Fixed Input vs. Variable Input Compression
As a number of you know, I have been blogging about the merits of Real-time Compression. It may be of some interest to know that when Ed Walsh, CEO of Storwize, asked me to join and told me the company focused on "compression", I first thought he was joking. I mean the industry has had compression available for years. The reality is, there is no other technology like Real-time Compression available from any vendor, and it is today, even more clear, why IBM chose to own this technology. In the next few blog pieces I plan to talk about a few of the concepts of the IP that make this technology so far advanced than any / all of its competition. Today’s piece is about fixed input versus variable input compression. This is a very simple concept to understand really. Traditional compression uses a process called 'fixed input' / 'variable output'. If we refer to the diagrams below, we start off with the original file on the left and the compressed file on the right. The way traditional compression works (and you can actually watch this on your home computer if you winzip a file) is the following: The compression algorithm will 'chunk up' the original file into 'manageable' sizes before it compresses the file.
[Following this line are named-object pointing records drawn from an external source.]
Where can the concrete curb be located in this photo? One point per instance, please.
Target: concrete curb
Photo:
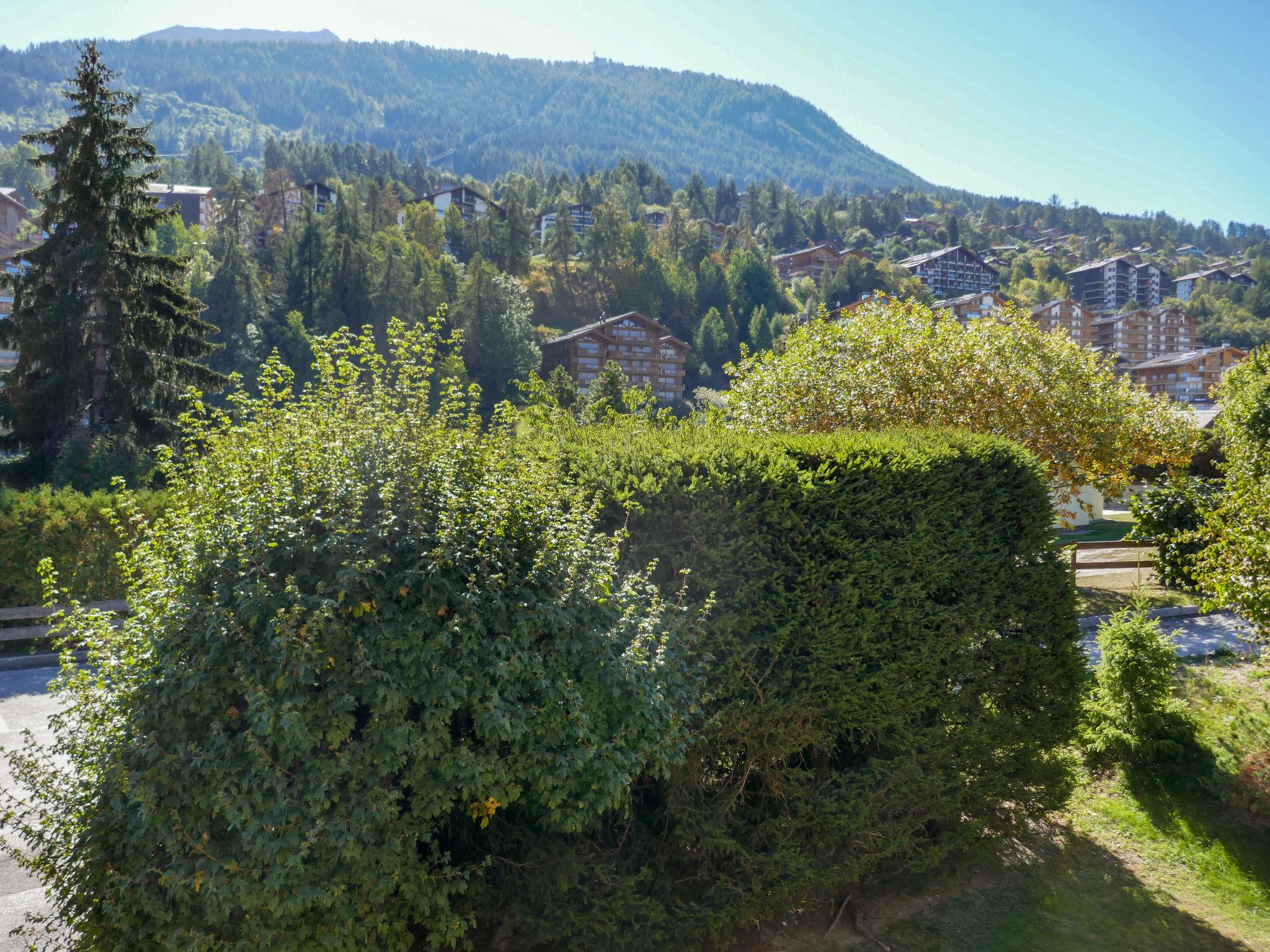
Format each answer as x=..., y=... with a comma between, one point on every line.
x=1094, y=621
x=48, y=659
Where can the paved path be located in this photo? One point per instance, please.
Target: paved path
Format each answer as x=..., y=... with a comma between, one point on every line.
x=24, y=703
x=1197, y=635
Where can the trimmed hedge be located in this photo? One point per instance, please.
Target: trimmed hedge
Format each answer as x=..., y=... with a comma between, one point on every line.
x=70, y=528
x=892, y=663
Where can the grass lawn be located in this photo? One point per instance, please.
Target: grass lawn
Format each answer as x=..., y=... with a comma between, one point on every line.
x=1108, y=591
x=1142, y=860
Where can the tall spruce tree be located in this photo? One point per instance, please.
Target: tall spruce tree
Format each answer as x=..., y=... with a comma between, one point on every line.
x=109, y=338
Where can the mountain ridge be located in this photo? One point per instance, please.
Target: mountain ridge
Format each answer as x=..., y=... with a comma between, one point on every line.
x=242, y=35
x=427, y=100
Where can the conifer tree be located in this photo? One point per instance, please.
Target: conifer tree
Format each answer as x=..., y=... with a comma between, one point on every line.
x=109, y=338
x=235, y=299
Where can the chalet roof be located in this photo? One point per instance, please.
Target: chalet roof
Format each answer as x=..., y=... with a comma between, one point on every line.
x=913, y=262
x=1101, y=263
x=1207, y=272
x=802, y=250
x=967, y=299
x=156, y=188
x=607, y=322
x=1185, y=357
x=1038, y=309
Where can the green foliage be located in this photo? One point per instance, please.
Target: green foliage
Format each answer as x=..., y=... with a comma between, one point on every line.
x=1132, y=715
x=1171, y=513
x=902, y=364
x=890, y=662
x=422, y=100
x=70, y=528
x=367, y=639
x=1235, y=566
x=106, y=332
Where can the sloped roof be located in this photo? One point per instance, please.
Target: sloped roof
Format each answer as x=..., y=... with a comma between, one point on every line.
x=1184, y=357
x=915, y=260
x=607, y=322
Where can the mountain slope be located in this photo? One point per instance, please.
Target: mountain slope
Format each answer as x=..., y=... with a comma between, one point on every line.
x=269, y=36
x=425, y=100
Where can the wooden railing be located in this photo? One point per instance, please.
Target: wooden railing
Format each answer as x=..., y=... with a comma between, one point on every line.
x=118, y=610
x=1109, y=564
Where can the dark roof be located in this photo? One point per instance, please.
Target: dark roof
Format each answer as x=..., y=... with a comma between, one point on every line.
x=605, y=322
x=802, y=250
x=966, y=299
x=1100, y=263
x=933, y=255
x=1183, y=357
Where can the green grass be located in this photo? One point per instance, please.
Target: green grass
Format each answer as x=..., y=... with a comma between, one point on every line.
x=1113, y=528
x=1142, y=860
The tradeoff here, and why this process happens, is like with anything in computer science, performance for optimization. The first diagram shows the large file being 'chunked up', compressed and stuffed into the smaller file.
There are two significant issues with this. The first issue is that the compression dictionary is not shared across multiple ‘chunks’ when compression is taking place. The example in Figure 2 shows that the letter “F” in ‘chunk’ 1 does not get compressed with the letter “F” in ‘chunk’ 4. This means that the compression ratio is simply not optimized across the file.